The concern is multifold. First, the tax rate you paid was less than you should have. Second and also, there are many rules on how you must treat income and deductions when you are married filing seperate which can substantially affect your tax return. While "fraud" may be a bit much as there needs to be an intent, you have filed incorrectly.
You will need to file amended tax returns for the years in question and there will almost assuredly be additional tax, penalties and interest due. Failing to amend the return before the IRS catches you could bring up the fraud issue, but I don't think someone in your situation would be prosecuted.
Actually, someone in their circumstances might not even get caught, but I just dealt with some clients over the last week in VERY similar circumstances.
It was the same thing...a divorce and the divorce brought to light the fact that they were not filing properly. The IRS got wind of it due to attorney requests for transcripts (with proper releases) to prove that the returns copies that were provided were accurate.
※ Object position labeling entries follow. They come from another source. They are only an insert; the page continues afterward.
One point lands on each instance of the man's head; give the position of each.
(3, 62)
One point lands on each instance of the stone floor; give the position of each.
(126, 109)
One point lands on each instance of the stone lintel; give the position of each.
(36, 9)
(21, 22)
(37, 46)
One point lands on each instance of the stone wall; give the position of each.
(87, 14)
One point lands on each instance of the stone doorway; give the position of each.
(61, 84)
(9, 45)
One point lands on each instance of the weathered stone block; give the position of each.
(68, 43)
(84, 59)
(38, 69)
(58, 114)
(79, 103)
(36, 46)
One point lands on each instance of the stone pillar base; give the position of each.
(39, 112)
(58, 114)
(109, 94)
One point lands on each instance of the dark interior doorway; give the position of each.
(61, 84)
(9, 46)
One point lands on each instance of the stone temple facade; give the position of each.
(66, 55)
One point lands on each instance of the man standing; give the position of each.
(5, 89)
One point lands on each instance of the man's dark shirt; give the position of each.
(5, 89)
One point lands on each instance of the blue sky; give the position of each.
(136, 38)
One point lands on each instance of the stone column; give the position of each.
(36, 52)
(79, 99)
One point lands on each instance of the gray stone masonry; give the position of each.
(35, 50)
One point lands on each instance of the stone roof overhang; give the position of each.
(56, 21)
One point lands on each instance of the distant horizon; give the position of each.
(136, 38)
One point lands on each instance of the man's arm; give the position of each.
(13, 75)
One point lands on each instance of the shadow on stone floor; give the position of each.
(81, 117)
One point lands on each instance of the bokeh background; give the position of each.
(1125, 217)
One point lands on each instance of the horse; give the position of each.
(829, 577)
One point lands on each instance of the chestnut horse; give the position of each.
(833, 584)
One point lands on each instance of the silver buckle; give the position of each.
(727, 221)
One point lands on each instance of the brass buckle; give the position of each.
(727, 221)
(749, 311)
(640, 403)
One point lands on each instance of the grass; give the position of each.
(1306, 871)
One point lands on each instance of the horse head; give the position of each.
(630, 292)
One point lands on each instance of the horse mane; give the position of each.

The IRS gave them 45 days to amend the original returns or they would consider the original returns to be fraudulent.
I had another set of clients recently that are going through bankruptcy, and again the IRS got wind of improper filing status through transcript requests...with similar results.
The IRS has hired about 15,000 new employees/auditors to specifically monitor these types of "cheating"....and has made their agents responsible for picking up on and reporting these kinds of issues (particularly if EIC is involved..which is almost always the case).
So fraud isn't necessarily a "bit much". Not any more. There are enormous quantities of people who have received EIC fraudulently and the IRS is working HARD to stamp that out.
When EIC is not involved its not a tremendous issue...but if they get wind of it they do "stomp" on it.